Dustin Lancy Farnum (May 27, 1874 – July 3, 1929) was an American singer, dancer, and actor on the stage and in silent films. Although he played a wide variety of roles, he tended toward westerns and became one of the bigger stars of the genre. He has been called ""the Clark Gable of the silent screen".

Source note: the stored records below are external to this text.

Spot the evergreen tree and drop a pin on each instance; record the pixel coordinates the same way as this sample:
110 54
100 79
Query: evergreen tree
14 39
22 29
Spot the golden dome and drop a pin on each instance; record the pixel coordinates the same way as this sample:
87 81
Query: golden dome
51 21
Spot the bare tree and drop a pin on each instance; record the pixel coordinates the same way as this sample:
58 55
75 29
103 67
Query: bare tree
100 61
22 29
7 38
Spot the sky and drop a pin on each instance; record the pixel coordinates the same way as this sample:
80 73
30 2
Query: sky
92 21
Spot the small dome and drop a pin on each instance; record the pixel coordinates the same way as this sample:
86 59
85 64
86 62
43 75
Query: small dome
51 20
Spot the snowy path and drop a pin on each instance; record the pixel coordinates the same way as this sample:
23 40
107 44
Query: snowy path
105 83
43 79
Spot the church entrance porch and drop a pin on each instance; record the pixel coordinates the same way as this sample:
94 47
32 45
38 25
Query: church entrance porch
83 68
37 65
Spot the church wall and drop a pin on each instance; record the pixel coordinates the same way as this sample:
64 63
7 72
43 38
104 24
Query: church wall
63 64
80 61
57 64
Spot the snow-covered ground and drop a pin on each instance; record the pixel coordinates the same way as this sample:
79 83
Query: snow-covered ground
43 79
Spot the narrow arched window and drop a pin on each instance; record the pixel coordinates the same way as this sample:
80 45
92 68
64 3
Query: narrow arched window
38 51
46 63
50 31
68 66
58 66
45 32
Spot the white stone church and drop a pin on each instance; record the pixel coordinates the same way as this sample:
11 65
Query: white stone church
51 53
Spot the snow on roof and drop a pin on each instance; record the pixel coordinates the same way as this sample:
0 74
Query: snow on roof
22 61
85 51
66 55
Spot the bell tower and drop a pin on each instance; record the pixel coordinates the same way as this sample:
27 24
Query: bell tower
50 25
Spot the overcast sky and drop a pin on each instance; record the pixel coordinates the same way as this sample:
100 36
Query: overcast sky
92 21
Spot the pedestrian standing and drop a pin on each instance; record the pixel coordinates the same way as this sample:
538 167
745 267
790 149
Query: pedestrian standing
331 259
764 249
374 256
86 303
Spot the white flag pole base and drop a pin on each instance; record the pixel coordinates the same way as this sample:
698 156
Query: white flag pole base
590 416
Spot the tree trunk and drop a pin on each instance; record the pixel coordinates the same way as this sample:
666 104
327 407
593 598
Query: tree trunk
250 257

==Early life and education==
He was born the eldest of three boys on May 27, 1874, in Hampton Beach, New Hampshire, the older brother of actor William Farnum, whom he closely resembled, and the lesser known silent film director Marshall Farnum (died 1917). He married Mary Cromwell in 1909, and they divorced in 1924. He then married Winifred Kingston; they were the parents of radio actress Estelle "Dustine" Runyon (1925–1983).

==Career==
After great success in a number of stage roles, Farnum landed his first film role in 1914 in the movie Soldiers of Fortune, and later in Cecil B. DeMille's The Squaw Man.

==Death==
He died of kidney failure on July 3, 1929, at Post Graduate Hospital (now NYU Langone Health) in Manhattan, aged 55.

==Filmography==

- Soldiers of Fortune (1914)
- The Squaw Man (1914)
- The Lightning Conductor (1914)
- The Virginian (1914)
- When We Were Young (1914)
- Cameo Kirby (1914)
- Captain Courtesy (1915)
- The Iron Strain (1916)
- The Gentleman from Indiana (1916)
- The Call of the Cumberlands (1916)
- Ben Blair (1916)
- David Garrick (1916)
- Davy Crockett (1916)
- The Parson of Panamint (1916)
- The Intrigue (1916)
- A Son of Erin (1916)
- Durand of the Bad Lands (1917)
- The Spy (1917)
- North of Fifty Three (1917)
- The Scarlet Pimpernel (1917)
- Ready Money Ringfield (1918)
- The Light of Western Stars (1918)
- A Man in the Open (1919)
- A Man's Fight (1919)
- The Corsican Brothers (1920)
- Big Happiness (1921)
- The Primal Law (1921)
- The Devil Within (1921)
- Iron to Gold (1922)
- Strange Idols (1922)
- Oath-Bound (1922)
- Trail of the Axe (1922)
- The Yosemite Trail (1922)
- While Justice Waits (1922)
- Three Who Paid (1923)
- The Buster (1923)
- Bucking the Barrier (1923)
- The Man Who Won (1923)
- The Grail (1923)
- Kentucky Days (1923)
- My Man (1924)
- The Flaming Frontier (1926)

==Broadway plays==

- A Romance of Athlone (January 29, 1900 – March 3, 1900)
- Marcelle (October 1900)
- More Than Queen (October 30, 1900 – November 1900)
- The Virginian (Boston October 1903, New York January 5, 1904 – May 1904)
- The Ranger (September 1907)
- The Rector's Garden (March 1908)
- Cameo Kirby (December 20, 1909 – January 1910)
- The Silent Call (January 1911)
- The Squaw Man (January 9, 1911 – January 17, 1911)
- The Littlest Rebel (November 14, 1911 – January 1912)
- Arizona (April 28, 1913 – June 1913)

==Legacy==
According to an interview in the April 1975 edition of Playboy, Dustin Hoffman was named after Farnum. Additionally, according to an interview on January 16, 2013, on Fresh Air with Terry Gross on NPR, Hoffman said his parents were expecting him to be a girl and did not have a boy's name ready. When his mother did have another boy, and was pressured to give him a name, she picked the name Dustin from a magazine the other lady in her room was reading, which featured Dustin Farnum on the cover.